I love taking surveys. For some reason, I get a rush out of being asked my opinion on things and then giving it. Maybe it’s because, most of the time, I go out of my way when it comes to giving my opinion on how some of my friends live their life when I’m asked.

Anyway, one of the ads that I saw pop up on my page was a survey company saying you could make big money by taking surveys. If you go to the page, you read all this copy that tells you how you can make big money by taking surveys, sometimes as much as $150 an hour. I mean, it sounds intriguing, doesn’t it, being able to sit at home, take surveys, make as much money as you feel like and work whenever you want to, right?

Well, if it’s such a lucrative business, why do you have to pay these people $34.95 for the right to do it? How many jobs do you have where you actually have to pay someone else money in order to work for, or with, them?
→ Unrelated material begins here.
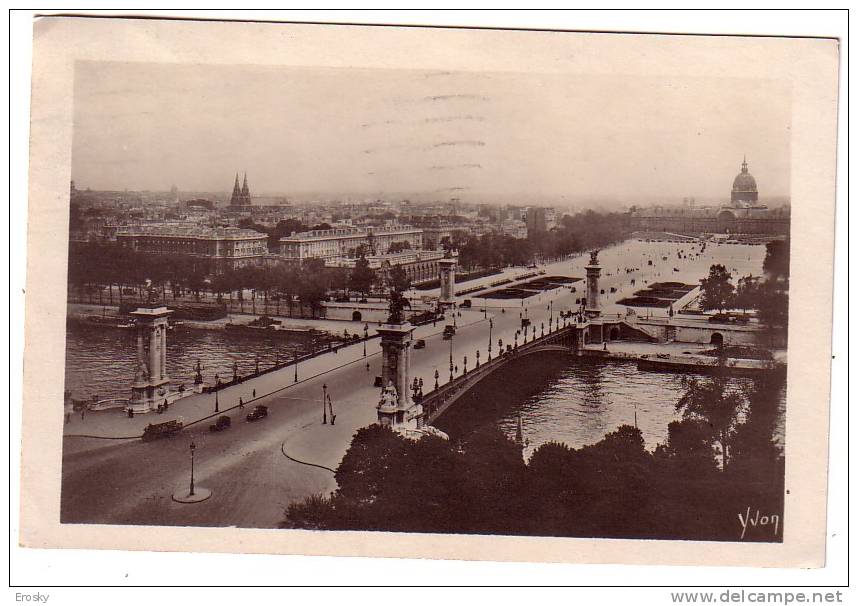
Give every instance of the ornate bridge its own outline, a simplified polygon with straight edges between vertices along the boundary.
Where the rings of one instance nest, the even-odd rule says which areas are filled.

I do remember back in the early 80’s where, sometimes, you had to pay the employment company if they found you a permanent job, but those days are long gone.

I’m not saying this is a scam, but there is a point to this conversation. There are times when something of possible value smacks of ludicrous because something just doesn’t sound right. Kind of like all the flyers you see on poles telling you how much money you can make by sending out letters just by calling ‘this number’. If the gig was so great, why does someone have to go around posting pieces of paper on poles? Or what about those things on TV that cook meals, and they tell you if you buy now they’ll throw in, ‘absolutely free’, some gadget that probably cost them 50 cents to make? Do you really believe you didn’t pay for that in the $300 dollars you just paid for this item you’re only going to use once or twice, then relegate it to your next garage sale?
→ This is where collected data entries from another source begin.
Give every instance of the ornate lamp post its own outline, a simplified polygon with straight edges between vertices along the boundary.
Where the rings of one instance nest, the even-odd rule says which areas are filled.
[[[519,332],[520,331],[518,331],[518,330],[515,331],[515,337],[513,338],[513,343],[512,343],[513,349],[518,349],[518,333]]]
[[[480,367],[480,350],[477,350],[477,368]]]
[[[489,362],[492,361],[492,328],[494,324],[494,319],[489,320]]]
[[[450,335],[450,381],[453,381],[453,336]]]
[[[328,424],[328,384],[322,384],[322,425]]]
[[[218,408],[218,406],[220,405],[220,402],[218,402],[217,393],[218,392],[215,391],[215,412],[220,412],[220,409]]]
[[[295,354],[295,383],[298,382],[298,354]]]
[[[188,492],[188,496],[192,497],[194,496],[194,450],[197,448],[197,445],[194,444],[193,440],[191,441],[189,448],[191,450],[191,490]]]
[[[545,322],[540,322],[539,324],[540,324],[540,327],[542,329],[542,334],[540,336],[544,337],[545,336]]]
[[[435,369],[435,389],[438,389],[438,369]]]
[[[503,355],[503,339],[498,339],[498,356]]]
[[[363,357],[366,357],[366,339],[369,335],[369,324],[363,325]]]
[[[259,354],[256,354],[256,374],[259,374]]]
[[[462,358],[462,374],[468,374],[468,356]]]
In your business whether you’re a business owner, or a manager of a department, do you constantly promise things that you can’t deliver on? Do you make it sound so enticing that the person would feel like a fool not to sign up for it, but not allow them time to think about it because you know they’ll figure out just how stupid what you’ve told them is? Do you really believe that’s good business practice or sense, or that it won’t impact, in some way, what will happen down the line? Or do you care?

I’ll answer that last one with this little story. Back in college I worked in what we called the rec center; it was a combination bowling alley and pool hall. It only had 8 lanes, but we maintained them and they were pretty nice. One night, this guy comes in with his girlfriend and says he wants to bowl. I told him all the lanes were taken, but one would free up in maybe 10 or 15 minutes. He got belligerant, and I knew he was acting out for his girlfriend; maybe it was a relatively new relationship. I took a sheet and tore it off the pad, gave it to him, and told him to go up to the second floor, where we had our second set of lanes, and tell the guy up there that I sent him, and he could also get his shoes up there. With that, the guy was satisfied, and left. Of course there was no second set of lanes, and I never saw this guy or his girlfriend again.

In his case, he had promised his girlfriend a bill of goods he couldn’t deliver, and ended up with egg on his face. In my case, I had solved an immediate problem, would have been prepared to deal with him had he come back, and didn’t care one way or another if he did because I was willing to make happen for him what he wanted, without having the means to do so. He took the risk and lost; I might have lost if I was worried about losing his business, but I wasn’t.

We don’t always need every person’s business; we do, however, want to continue getting business from those people we do want business for. And we want to keep a good reputation by delivering on promises we may make when we’re working in business with others, or for others. Sometimes, those memories will last a very long time.